De raadsman heeft zich op het standpunt gesteld dat uit het dossier niet zonder meer volgt dat verdachte aanmerkelijk onvoorzichtig heeft gereden en dat zodoende sprake is van schuld als bedoeld in artikel 6 WVW. Hiertoe is onder meer aangevoerd dat de verschillende aan verdachte ten laste gelegde gedragingen – o.m. met slingerende bewegingen, te ver naar links en op de verkeerde weghelft rijden, niet zonder meer kunnen worden gekwalificeerd als verkeersovertredingen, nu het een weg in de binnenstad betreft waar geen fietspaden zijn aangewezen en er geen duidelijke rijrichting blijkt. Uit de (beschreven) camerabeelden kan bovendien niet worden afgeleid dat verdachte niet voor zich keek dan wel geen oog had voor andere weggebruikers op het moment dat hij naar rechts stuurde.

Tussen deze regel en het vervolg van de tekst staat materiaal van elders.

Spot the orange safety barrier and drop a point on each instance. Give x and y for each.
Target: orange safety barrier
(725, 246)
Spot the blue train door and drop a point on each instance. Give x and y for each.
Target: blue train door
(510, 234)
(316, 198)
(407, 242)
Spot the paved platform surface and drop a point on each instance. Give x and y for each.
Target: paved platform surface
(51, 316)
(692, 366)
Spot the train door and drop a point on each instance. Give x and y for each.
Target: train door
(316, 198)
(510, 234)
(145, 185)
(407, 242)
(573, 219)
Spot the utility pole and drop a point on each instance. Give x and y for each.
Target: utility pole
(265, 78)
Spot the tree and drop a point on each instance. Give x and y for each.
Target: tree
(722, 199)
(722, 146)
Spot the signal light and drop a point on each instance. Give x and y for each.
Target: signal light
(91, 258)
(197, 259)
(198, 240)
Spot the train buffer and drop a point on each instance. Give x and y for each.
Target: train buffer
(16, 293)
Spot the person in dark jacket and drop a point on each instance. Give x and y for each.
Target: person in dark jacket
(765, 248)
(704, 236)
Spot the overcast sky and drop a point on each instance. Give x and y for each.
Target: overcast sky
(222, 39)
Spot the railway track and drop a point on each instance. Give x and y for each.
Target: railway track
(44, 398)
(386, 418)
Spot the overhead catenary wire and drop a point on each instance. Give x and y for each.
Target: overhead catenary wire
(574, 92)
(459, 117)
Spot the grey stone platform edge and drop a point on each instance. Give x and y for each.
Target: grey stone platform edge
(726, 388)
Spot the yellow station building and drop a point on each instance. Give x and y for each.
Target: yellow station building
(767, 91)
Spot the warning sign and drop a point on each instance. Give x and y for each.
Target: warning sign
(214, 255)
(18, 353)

Het onder 2 tenlastegelegde kan overeenkomstig de zienswijze van de officier van justitie bewezen worden verklaard.
Het oordeel van de rechtbank.
De bewijsmiddelen.
Voor de leesbaarheid van het vonnis zijn de door de rechtbank gebezigde bewijsmiddelen uitgewerkt in de aan dit vonnis gehechte bewijsmiddelenbijlage. De inhoud van die bijlage dient als hier herhaald en ingelast te worden beschouwd.

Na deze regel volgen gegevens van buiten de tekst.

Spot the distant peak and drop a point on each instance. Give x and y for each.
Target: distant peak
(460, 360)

Voor een bewezenverklaring van het onder 1 primair tenlastegelegde is onder meer vereist dat het verkeersongeval aan de schuld van verdachte te wijten is. Daarvoor moet ten minste komen vast te staan dat sprake is van een aanmerkelijke mate van verwijtbare onvoorzichtigheid en/of onoplettendheid van verdachte. Of sprake is van een dergelijke (mate van) schuld hangt volgens vaste jurisprudentie af van het geheel van gedragingen van verdachte, de aard en de ernst daarvan en de omstandigheden van het geval. Daarnaast geldt dat niet alleen uit de ernst van de gevolgen van het verkeersgedrag dat in strijd is met één of meer wettelijke gedragsregels in het verkeer, kan worden afgeleid dat sprake is van schuld zoals hiervoor bedoeld.
De rechtbank stelt op basis van de in de bijlage uitgewerkte bewijsmiddelen uit het dossier – in het bijzonder de door [verbalisant 1] beschreven camerabeelden – en het verhandelde ter terechtzitting het volgende vast.
Op 2 september 2022, omstreeks 00:30 uur, reed verdachte als bestuurder van een fiets (mountainbike) in het stadscentrum van ’s-Hertogenbosch. Hij reed al slingerend over de Torenstraat en fietste in de richting van de kruising van de Kerkstraat en de Torenstraat. Verdachte reed drie personen voorbij die over straat liepen. Vanuit de Kerkstraat kwam een fietser, zijnde de echtgenoot van het slachtoffer, gefietst; het slachtoffer fietste (ongeveer) een meter achter haar echtgenoot. Zij fietsten beiden, in de richting van verdachte, de Torenstraat in. Verdachte fietste op dat moment aan de linkerkant van de weg, vlakbij de gevel van de Sint-Janskathedraal. De echtgenoot van het slachtoffer passeerde vervolgens verdachte, waarna verdachte een plotselinge stuurbeweging maakt naar rechts in de richting van het voorwiel van het slachtoffer. De verdachte fietste tegen de voorzijde van de fiets van het slachtoffer aan. Het slachtoffer kwam hierdoor ten val. Nadat verdachte was gestopt en van zijn fiets was afgestapt, wierp hij een blik op het slachtoffer. Intussen kwamen meerdere omstanders aangelopen om zich over het slachtoffer te ontfermen. Verdachte sloeg de situatie (ogenschijnlijk) enige tijd gade, waarna hij op zijn fietst stapte en zijn weg vervolgde in richting van de Parade en de Lange Putstraat. Het slachtoffer bleef op de grond liggen.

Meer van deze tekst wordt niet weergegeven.